Thursday, September 16, 2010

Chaos In TV Industry Reaching Peak

It looks to me like the chaos in the TV industry is headed towards it's peak level in the next few years.  For a long time, there have been indications that the wrenching transformation of the music businesses is going to be visited upon the video content and device business.

Battle for TV Goes On (Picture from Flickr user Ed Brambley)

At times, it has seemed like the video content and device companies have taken bold steps to avoid that fate, and with some success.  The rampant piracy of the Napster era seems to have been pulled back and there are an increasingly good set of online services for video watching for consumers.  Still, this may not be enough to stop wrenching change.

So, if there's more and more good content available online, why is there still so much pressure driving change?  I think there are four reasons:

1. Devices:

The devices people use are in transition, and that transition is far from complete.   Traditional TV set-ups are based on over-the-air and cable transmission of channels which are live all the time and use of physical media.  In the new era, most content will be delivered on-demand over IP.  

A wave of new boxes - from cable providers to consumer electronics companies - at aggressively low prices is going to sweep the industry in the next 18-24 months.  At $99 or less, these boxes are within reach for almost any consumer.  Google TV won't debut there but it should get there quite quickly.

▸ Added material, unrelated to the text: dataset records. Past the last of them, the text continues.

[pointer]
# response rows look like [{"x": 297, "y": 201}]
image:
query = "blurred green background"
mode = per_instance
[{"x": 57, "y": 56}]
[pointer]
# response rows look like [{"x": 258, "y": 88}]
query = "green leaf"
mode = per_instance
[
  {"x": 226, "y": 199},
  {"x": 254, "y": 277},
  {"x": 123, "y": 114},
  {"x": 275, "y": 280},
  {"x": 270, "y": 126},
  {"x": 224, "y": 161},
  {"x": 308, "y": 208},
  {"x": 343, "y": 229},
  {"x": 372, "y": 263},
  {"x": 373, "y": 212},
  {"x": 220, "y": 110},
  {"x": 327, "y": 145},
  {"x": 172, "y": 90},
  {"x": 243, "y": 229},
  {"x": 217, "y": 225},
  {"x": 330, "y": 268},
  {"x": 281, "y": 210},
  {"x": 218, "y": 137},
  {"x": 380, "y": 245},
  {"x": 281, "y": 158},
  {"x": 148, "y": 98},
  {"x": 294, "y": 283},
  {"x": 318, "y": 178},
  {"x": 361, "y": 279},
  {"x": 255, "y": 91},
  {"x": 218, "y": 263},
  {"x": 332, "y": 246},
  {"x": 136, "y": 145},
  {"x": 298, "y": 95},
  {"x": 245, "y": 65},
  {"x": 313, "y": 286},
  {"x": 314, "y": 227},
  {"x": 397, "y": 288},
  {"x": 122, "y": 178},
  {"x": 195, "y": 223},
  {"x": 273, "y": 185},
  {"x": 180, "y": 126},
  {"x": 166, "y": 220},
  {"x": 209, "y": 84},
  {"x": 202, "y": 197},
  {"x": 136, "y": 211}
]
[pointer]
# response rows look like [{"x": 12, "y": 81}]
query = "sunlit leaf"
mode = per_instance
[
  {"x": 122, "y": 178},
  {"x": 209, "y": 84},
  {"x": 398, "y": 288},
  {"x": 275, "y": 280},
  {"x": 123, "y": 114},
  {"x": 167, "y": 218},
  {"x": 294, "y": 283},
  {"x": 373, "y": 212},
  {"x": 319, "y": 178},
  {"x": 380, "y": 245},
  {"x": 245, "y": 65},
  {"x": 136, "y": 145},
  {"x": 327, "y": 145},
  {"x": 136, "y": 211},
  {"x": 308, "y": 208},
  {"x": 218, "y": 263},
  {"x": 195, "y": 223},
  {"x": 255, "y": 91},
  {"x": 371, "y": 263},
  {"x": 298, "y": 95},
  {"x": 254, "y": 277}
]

While these new set top boxes are surging into the market, the big hope of the CE companies - 3D - is fizzling.  New data shows that people who have seen 3D TV are actually less likely to want it.  Bad news for the big TV makers.  (Link)

2. Content

The availabilty of content online is getting better, but overall, it's not very good.  It's costly, inconvenient and limited.  If you are a top-tier cable subscriber, your access to content online is increasingly good, thanks to services like TVAnywhere.  If, however, you're a cheapskate or you live outside the US, your options are few.

Even within the US, it can be maddeningly frustrating to try to watch TV on anything but your TV.  I have Hulu+, and while I pay $10/month for this service, I can get only about ⅓ of the shows in my queue on my iPhone.  I do not believe that consumers will be satisfied with 

3. Distribution

The TV channel is becoming a waste of bandwidth.  The idea that you should get hundreds of channels simultaneously piped into your home is pointless, chances are most of them are showing re-runs most of the time.

As TV shifts to on-demand and IP-based, there's no need to have channels, per-se, anymore for most content.  And as all content shifts to IP-based, any provider can deliver that content.  Globally, this is good news: most people will now have a choice of content distribution companies - be they cable, DSL, or wireless: it's all the same: delivery of IP to the end user.

That is not to say that there isn't demand for live continuous streams.  People still watch live events like sports and news, and many people still enjoy plopping in front of the couch and watching whatever is on.  Not because it's great, but because it's relaxing not to select anything, just to watch.  Even so, that need can be accommodated more efficiently over IP than by giving you 500 continuous live channels.

4. Advertising

Hulu in the US has shown it to be true beyond a doubt: targeted ads are much more valuable than mass market advertising.  Advertisers are still trying to convince themselves that big budget superbowl ads have a place.  And maybe they do, but most advertising is more productive when it is targeted online to individual users.


All these transformations are in progress, and the final shape of TV in the future will not really be seen until they start to converge in a single device and service - with a clear integration of content, payments, and advertising.  iTunes played that role for music: device, user experience, service, content and payments all came together in a single solution.  Such a vision still does not exist for television.

And in the background to all this transformation: one more thing: piracy.  After a decade of lawsuits music piracy is alive and well.  Thanks to reasonably priced legal alternatives, there are many people in the developed markets who have passed on such behavior.  But it's still there, on college campuses and in emerging markets.  And video is actually now consuming more bandwidth than audio.  

News that the Blu-Ray disc keys have been permanently broken (link) is a timely reminder that no solution is very secure.  It's hard to think about free as competition, when free is illegal.  But it's real - and without the creation of value-for-money alternatives to illegal copying - it will get larger and not smaller.